The main contribution is an algorithm for solving the minmax quadratic mpc. The book will be of interest to both researchers and designers, and control engineers. Model predictive control describes the development of tractable algorithms for uncertain, stochastic, constrained systems. This text is an introduction to model predictive control, a control methodology which has encountered some success in industry, but which still presents many the book. This book is a comprehensive introduction to model predictive control mpc, including its basic principles and algorithms, system analysis and design methods, strategy developments and practical applications.
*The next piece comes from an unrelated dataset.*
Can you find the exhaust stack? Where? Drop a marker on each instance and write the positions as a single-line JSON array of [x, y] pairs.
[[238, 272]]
Pdf min max model predictive control for polysolenoid. It has been in use in the process industries in chemical plants and oil refineries since the 1980s. Robust model predictive control with disturbance invariant sets. The control optimization is therefore feasible for all initial states. Applications in industry is an indispensable resource for plant process engineers and control engineers working in chemical plants, petrochemical companies, and oil refineries in which mpc systems already are operational, or where mpc implementations are being considering. Advances in modelbased predictive control book, 1994. Model predictive control mpc has been applied to many different types of energy systems 1,2. Predictive control with constraints maciejowski pdf download.
Proceeding of the american control conference, pages 62616267, marriott waterfront, baltimore, md, usa, 2010. Feedback min max model predictive control based on a quadratic cost function is addressed in this paper. Pdf minmax model predictive control for uncertain max. Feedback minmax model predictive control based on a quadratic cost function is addressed in this paper. Fontes and lalo magni abstract this paper proposes a model predictive control mpc algorithm for the solution of a robust control problem. Most importantly, mpc provides the flexibility to act while. The book proposes a simple predictive controller where the control laws are given in clear text that requires no calculations. A second order cone formulation of minmax mpc with zone. The main motivation behind explicit nmpc is that an explicit state feedback law avoids the need for executing a numerical optimization algorithm in real. Stewart g and borrelli f 2008, a model predictive control framework for industrial turbodiesel engine control, decision and control, 2008 47th ieee conference on.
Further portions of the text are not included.